Domenico De Masi è stato un’assidua presenza nei media, podcast e radio compresi; così, al momento di ricordarlo, siamo andati a dare un’occhiata alle sue tracce e ci siamo resi conto che avremmo potuto fare qualcosa che gli sarebbe piaciuto, forse divertito e incuriosito. Siamo andati a vedere, anzi ascoltare, dove l’avessero coinvolto, con quale spirito e in quali contesti il suo parere, e molto spesso la sua inventiva e disponibilità, ci avrebbero permesso di riascoltare la sua inconfondibile voce. Una navigazione serendipica, che ci sembra si addica molto ad una persona molto curiosa e attenta al mondo circostante.

Ad esempio, nella trasmissione di Radio 3 “Tutta l’umanità ne parla” che si ispira alle leggendarie “Interviste impossibili”, De Masi ha interpretato per ben due volte nientepopodimeno che Henry Ford, l’ultima insieme a Steve Jobs per parlare di Elon Musk nel maggio 2023. Ford rappresenta il capitalismo industriale, da cui nasce l’idea contemporanea di lavoro ma anche l’imprenditore che si fa società, che pensa al prodotto e all’operaio come consumatore; così definisce sé stesso come il rappresentante principe della società industriale, Jobs quello della società postindustriale e Musk della società postmoderna.
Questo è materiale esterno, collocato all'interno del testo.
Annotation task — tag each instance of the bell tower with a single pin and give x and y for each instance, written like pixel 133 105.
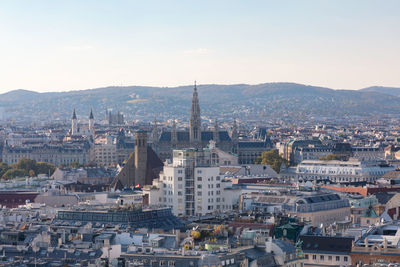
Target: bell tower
pixel 195 120
pixel 140 157
pixel 74 124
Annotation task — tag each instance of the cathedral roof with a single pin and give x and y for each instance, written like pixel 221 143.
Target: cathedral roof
pixel 153 168
pixel 183 136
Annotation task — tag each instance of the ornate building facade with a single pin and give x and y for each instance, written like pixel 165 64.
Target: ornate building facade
pixel 196 137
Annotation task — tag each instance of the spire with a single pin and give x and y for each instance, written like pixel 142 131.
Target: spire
pixel 234 134
pixel 91 117
pixel 174 135
pixel 155 132
pixel 195 120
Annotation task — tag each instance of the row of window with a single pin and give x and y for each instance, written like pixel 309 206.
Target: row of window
pixel 328 258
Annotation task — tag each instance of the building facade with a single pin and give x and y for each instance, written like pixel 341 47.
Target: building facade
pixel 335 171
pixel 192 185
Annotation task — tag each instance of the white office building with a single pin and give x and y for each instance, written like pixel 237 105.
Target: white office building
pixel 335 171
pixel 192 185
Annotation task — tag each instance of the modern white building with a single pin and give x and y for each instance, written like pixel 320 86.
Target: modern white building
pixel 105 151
pixel 335 171
pixel 192 185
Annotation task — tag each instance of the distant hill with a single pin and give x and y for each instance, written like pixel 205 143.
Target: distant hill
pixel 268 100
pixel 395 91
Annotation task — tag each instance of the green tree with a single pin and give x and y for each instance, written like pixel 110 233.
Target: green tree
pixel 273 159
pixel 330 157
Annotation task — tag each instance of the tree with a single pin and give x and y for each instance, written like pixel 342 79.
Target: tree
pixel 273 159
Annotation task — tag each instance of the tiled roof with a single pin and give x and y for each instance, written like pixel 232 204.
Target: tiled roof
pixel 326 243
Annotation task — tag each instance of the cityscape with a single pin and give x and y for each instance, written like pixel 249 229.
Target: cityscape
pixel 199 171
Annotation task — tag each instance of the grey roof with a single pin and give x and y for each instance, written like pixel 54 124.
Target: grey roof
pixel 183 136
pixel 322 198
pixel 253 144
pixel 209 260
pixel 285 246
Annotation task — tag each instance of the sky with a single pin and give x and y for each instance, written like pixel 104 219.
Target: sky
pixel 79 44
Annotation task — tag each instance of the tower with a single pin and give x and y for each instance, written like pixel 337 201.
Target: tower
pixel 216 132
pixel 234 134
pixel 235 137
pixel 154 135
pixel 91 122
pixel 140 157
pixel 174 134
pixel 195 120
pixel 74 124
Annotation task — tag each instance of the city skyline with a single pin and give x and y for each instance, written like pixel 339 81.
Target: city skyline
pixel 71 45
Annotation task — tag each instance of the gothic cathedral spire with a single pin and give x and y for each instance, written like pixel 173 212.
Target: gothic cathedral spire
pixel 195 120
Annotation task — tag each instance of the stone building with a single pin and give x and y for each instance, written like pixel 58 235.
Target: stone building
pixel 197 137
pixel 142 166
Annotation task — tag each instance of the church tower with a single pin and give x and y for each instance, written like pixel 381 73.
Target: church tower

Sempre “Tutta l’umanità ne parla” e sempre Henry Ford, ma in tutt’altra compagnia: Giuseppe di Vittorio e Rosa Luxembourg, una puntata molto più teatrale ma anch’essa legata alla cronaca, quella dei diritti dei lavoratori a partire dall’omicidio di un bracciante nel giugno 2018. Interviene solo nel finale, come “ospite misterioso” a fare da contraltare capitalista molto dialettico e provocatorio.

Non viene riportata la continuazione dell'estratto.